Kita ke Takengon dan keliling-keliling. Saat itu kita temukan sisa-sisa dari
peralatan pra sejarah," ujar Ketut kepada Kurnia Muhadi dari The Atjeh di
Takengon.
Sebelumnya, Ketut turut meninjau lokasi Gua
Puteri Pukes di Kecamatan Kebayakan, Aceh Tengah. Kemudian berlanjut ke Gua Loyang
Koro di Kecamatan Lut Tawar sekitar 7 kilometer dari kota Takengon. Penelitian
juga dilakukan di Loyang Datu Kecamatan Linge. Ketiga gua tersebut sudah sangat
dikenal oleh masyarakat Gayo sebagai kawasan objek wisata.
Setelah meneliti sejumlah gua tersebut,
akhirnya Ketut bersama timnya mendatangi Loyang Mendale. Tempat ini tidak
terkenal sebelumnya. Bahkan pemilik lahan yang merupakan warga setempat
menjadikan gua sebagai kandang kerbau.
Lokasi yang diabaikan ini kemudian berubah
menjadi terkenal setelah Ketut dan timnya menemukan sisa-sisa peralatan pra
sejarah. Temuan tersebut di antaranya batu kapak persegi yang ditemukan pada
kedalaman 40 centimeter dari permukaan tanah.

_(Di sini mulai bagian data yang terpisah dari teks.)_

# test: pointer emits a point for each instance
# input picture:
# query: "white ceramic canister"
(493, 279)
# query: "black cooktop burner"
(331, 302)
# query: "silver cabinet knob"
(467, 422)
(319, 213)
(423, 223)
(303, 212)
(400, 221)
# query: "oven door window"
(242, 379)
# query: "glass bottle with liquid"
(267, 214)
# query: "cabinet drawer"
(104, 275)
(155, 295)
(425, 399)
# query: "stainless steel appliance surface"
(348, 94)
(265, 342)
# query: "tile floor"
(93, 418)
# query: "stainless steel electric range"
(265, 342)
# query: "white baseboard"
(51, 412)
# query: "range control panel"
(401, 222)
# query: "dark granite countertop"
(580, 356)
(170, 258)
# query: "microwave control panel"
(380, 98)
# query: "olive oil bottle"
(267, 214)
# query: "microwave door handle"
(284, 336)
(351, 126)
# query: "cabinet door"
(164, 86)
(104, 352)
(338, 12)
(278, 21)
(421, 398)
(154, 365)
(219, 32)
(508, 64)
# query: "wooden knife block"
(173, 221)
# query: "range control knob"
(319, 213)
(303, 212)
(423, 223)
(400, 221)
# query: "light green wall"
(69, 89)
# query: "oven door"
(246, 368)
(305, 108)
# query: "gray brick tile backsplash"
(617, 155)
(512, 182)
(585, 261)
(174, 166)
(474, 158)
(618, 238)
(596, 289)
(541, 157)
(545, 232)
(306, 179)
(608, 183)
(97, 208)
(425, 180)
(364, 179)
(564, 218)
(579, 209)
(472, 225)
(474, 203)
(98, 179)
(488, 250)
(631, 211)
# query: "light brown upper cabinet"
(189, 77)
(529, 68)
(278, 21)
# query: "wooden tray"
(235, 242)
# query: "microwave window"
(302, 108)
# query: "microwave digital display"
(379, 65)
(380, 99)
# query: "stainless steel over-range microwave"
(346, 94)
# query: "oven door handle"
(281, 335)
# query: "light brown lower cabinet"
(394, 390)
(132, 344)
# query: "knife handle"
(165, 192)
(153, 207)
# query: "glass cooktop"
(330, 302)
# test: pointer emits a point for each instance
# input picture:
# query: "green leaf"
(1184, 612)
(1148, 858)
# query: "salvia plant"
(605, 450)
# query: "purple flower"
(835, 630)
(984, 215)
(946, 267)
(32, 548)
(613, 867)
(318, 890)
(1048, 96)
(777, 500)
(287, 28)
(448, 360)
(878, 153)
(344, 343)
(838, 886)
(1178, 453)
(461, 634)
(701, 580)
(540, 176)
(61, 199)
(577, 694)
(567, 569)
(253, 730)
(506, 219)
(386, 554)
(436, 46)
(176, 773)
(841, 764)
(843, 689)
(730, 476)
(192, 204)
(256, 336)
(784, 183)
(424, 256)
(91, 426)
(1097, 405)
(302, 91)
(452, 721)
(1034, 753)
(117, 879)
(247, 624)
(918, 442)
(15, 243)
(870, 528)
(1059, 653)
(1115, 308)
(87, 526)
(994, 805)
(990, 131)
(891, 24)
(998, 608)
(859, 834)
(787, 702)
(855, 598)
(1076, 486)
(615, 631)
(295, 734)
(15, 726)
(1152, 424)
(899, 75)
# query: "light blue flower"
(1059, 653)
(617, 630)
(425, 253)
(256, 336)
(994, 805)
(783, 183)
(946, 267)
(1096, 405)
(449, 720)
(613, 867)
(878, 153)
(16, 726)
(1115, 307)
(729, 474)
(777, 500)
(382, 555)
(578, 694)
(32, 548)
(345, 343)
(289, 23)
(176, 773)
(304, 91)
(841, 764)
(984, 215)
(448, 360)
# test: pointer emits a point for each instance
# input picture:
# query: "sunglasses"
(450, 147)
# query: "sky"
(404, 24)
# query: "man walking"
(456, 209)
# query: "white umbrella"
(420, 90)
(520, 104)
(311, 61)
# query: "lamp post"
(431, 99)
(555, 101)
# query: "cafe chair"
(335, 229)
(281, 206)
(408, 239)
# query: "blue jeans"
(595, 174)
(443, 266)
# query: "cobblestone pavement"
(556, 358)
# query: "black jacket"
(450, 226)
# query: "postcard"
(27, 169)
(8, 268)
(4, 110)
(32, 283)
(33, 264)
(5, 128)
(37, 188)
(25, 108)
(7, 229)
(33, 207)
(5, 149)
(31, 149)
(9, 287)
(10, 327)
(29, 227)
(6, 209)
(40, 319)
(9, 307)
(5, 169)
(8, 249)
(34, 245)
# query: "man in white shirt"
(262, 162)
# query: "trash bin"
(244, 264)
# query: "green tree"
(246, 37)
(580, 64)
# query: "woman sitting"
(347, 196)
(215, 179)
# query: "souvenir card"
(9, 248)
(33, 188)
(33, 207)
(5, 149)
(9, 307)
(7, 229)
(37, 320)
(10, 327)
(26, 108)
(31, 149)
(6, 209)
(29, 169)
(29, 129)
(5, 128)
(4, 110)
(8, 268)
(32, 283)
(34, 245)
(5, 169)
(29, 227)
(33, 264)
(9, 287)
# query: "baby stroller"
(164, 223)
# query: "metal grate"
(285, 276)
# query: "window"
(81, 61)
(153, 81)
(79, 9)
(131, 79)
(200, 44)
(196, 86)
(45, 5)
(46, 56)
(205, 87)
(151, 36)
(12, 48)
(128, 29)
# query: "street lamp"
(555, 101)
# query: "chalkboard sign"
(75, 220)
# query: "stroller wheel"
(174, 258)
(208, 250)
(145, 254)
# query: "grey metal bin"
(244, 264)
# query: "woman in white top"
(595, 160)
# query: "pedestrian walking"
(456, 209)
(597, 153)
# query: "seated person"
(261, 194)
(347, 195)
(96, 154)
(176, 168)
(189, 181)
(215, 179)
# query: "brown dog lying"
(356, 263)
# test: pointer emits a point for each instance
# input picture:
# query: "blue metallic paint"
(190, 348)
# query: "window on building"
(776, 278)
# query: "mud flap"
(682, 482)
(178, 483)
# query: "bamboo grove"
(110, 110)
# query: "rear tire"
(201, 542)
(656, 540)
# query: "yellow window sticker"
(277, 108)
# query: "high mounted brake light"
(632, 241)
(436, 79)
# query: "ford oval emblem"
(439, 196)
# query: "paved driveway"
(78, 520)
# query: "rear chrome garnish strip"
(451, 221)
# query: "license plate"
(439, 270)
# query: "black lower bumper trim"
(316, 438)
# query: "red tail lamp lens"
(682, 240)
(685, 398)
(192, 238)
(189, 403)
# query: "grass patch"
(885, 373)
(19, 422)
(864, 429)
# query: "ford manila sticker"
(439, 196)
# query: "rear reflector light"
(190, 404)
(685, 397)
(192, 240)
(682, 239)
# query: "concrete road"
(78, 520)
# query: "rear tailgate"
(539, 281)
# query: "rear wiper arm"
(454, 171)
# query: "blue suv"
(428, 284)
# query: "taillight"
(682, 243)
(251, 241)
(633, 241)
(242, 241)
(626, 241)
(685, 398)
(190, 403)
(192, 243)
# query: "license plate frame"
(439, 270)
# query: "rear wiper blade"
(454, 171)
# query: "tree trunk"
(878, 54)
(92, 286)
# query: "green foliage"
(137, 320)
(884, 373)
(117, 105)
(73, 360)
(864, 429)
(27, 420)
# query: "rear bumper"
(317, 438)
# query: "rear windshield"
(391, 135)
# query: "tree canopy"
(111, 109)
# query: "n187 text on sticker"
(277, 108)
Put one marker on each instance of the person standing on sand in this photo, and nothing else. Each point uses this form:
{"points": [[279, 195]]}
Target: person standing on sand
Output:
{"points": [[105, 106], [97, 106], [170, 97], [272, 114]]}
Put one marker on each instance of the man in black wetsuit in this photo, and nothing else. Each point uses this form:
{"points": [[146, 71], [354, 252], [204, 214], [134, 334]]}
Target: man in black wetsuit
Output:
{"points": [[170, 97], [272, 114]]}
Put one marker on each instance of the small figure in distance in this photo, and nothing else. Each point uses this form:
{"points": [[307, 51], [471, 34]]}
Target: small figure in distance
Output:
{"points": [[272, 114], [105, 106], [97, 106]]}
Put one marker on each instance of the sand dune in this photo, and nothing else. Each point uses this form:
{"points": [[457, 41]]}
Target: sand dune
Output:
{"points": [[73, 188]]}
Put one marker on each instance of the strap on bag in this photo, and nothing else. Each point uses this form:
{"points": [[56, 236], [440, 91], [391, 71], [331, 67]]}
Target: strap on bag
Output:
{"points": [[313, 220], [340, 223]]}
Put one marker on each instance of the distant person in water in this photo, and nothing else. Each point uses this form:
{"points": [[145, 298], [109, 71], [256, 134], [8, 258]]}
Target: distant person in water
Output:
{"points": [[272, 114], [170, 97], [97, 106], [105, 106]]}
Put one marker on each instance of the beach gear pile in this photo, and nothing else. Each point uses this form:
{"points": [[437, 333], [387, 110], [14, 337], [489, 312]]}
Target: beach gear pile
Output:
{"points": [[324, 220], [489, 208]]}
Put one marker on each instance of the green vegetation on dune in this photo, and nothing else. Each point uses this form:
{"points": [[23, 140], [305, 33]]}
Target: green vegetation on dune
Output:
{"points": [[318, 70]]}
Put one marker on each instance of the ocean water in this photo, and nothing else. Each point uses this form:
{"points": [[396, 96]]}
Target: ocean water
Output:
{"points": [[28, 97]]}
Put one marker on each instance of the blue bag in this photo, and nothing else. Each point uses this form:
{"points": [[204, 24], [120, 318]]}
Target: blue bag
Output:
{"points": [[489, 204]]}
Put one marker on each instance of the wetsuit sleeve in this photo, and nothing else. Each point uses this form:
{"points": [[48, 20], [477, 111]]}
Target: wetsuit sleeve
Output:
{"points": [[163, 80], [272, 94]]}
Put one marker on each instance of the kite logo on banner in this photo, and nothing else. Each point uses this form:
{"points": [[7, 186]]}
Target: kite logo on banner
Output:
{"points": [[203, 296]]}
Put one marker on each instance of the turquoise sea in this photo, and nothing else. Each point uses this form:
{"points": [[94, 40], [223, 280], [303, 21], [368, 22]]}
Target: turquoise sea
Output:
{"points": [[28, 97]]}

Selain itu tim arkeolog juga
menemukan pecahan periuk di lokasi yang sama.
"Kita melihatnya dari bentuk dan
teknologinya yang mengacu pada nilai-nilai budaya di masa lalu," katanya.
Semua temuan awal yang mengindikasikan adanya
jejak pra sejarah itu dikumpulkan Ketut untuk diteliti. Usai penelitian yang
dilakukan di Balai Arkeologi Medan, Ketut bersama timnya kembali ke Aceh Tengah
pada 6 Maret 2009. Kala itu Ketut ingin mencari bukti lebih banyak lagi tentang
peninggalan pra sejarah di Gayo. Ketut memutuskan untuk melakukan ekskavasi (tempat penggalian benda
purbakala) pertamanya di Loyang Mendale.
Ekskavasi tersebut menemukan kerangka yang
dihimpit oleh batu besar di bagian panggul dan kepala kerangka. Kondisi ini
erat kaitannya dengan budaya masa lalu saat menguburkan manusia. Ketut kemudian
mengindikasikan hal itu sebagai ciri budaya di zaman pra sejarah. Setelah
temuan ini Ketut meyakini masih banyak kerangka manusia pra sejarah dan
peralatan budayanya yang terkubur di kawasan Mendale.
"Kita akan teliti terus sampai tempat
ini steril. Artinya sampai benar-benar kita yakini sudah tidak ada lagi potensi
temuan yang akan kita dapatkan," ujarnya.
Ketut menduga kerangka manusia yang ditemukan
di Loyang Mendale pernah hidup pada zaman peralihan Mesolitik ke Neolitik
(Lihat infografis). Temuan sejumlah fragmen
di sekitar lokasi memperkuat dugaan adanya bukti-bukti peninggalan pra sejarah.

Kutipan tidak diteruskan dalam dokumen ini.